Dörfer wollen mehr Tempo

Ortsräte im Leinetal haben zu Veranstaltungen mit Goetel eingeladen | Mindestanschlussquote, Kosten

Volles Haus in Edemissen: Auf großes Interesse ist die Informationsveranstaltung des Ortsrats mit der Firma Goetel zum Thema Breitbandausbau/Glas­fasernetz gestoßen.

Edemissen. Schnelles Internet ist für die Bürger ein wichtiges Thema, insbesondere für die Ortschaften, die derzeit noch »abgehängt« sind. Der Landkreis hat zwar einen Ausbauvertrag mit einem Unternehmen unterzeichnet, wodurch innerhalb eines Jahres ein geförderter Ausbau erfolgen soll. Einigen Dörfern dauert das zu lange, und sie sind unsicher, welche Leistungen schließlich ankommen. Einige Ortsräte haben sich deshalb um Alternativen gekümmert, beispielsweise der Ortsrat Edemissen, aber auch weitere Dörfer im Leinetal. Das Göttinger Unternehmen Goetel war jetzt eingeladen, seine Ausbaupläne vorzustellen.

Mehrere Versuche, schnelles Internet zu bekommen, seien bisher fehlgeschlagen, kritisierte Ortsbürgermeister Ulrich Vollmer; Verwaltung und Politik hätten die Dörfer immer hängen lassen. Ein privater Anbieter habe sich nun bereiterklärt, Edemissen und weitere Süddörfer in Glasfaser zu erschließen. Damit sei man für die nächsten 20 oder 30 Jahre gerüstet. Die vom Landkreis ausgehandelten Verträge sähen eine garantierte Leistung von 50 Mbit vor, aber vermutlich sei das in einigen Jahren nicht mehr ausreichend. Die Ortsräte des Leinetals hätten sich zweimal getroffen, nun würden die Bürger entsprechend informiert. Er freue sich über die große Resonanz im Ort, zumal auch örtliche Unternehmen dabei seien. Gerade von ihnen komme der Wunsch, dass die Internet-Verbindung besser werde. Aber auch für den Kauf oder Verkauf von Immobilien sei das ein wichtiges Thema.

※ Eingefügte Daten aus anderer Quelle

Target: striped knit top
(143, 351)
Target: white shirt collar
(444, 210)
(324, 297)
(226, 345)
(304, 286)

Mario Stickfort von Goetel stellte zunächst das 1998 in Göttingen gegründete Unternehmen vor, das seit Jahren Erfahrung mit Glasfaserverbindung hat und das in und um Göttingen mehr als 500 Mittelstandskunden versorgt, unter anderem die Universität. Inzwischen werde man auch außerhalb Göttingens aktiv, im Landkreis Northeim unter anderem mit dem Leineweber-Sechseck um Gladebeck, Hevensen, Parensen und Wolbrechtshausen. Das Unternehmen stehe für kurze Entscheidungswege und schnelle Bauzeiten, die beiden Geschäftsführer kämen aus dem Bereich Breitband.

Eine gute Internetverbindung werde immer wichtiger, betonte er. Das gelte nicht nur für die private Nutzung, sondern auch für das Herunterladen von Formularen, für das Arbeiten von Zuhause aus, für Einkauf oder Freizeit. Internet statt Lexikon und Atlas, das sei ebenso Realität wie die Nutzung von TV-Mediatheken. Für die Schule werde Internet vorausgesetzt, ein Studium ohne Internet sei nicht möglich. Auch Online-Banking und Smarthome brauchten vernünftige Verbindungen, genau wie die geschäftliche Nutzung, etwa Fernwartung von Maschinen oder Anlagen. Der Bandbreitebedarf werde steigen, so Mario Stickfort.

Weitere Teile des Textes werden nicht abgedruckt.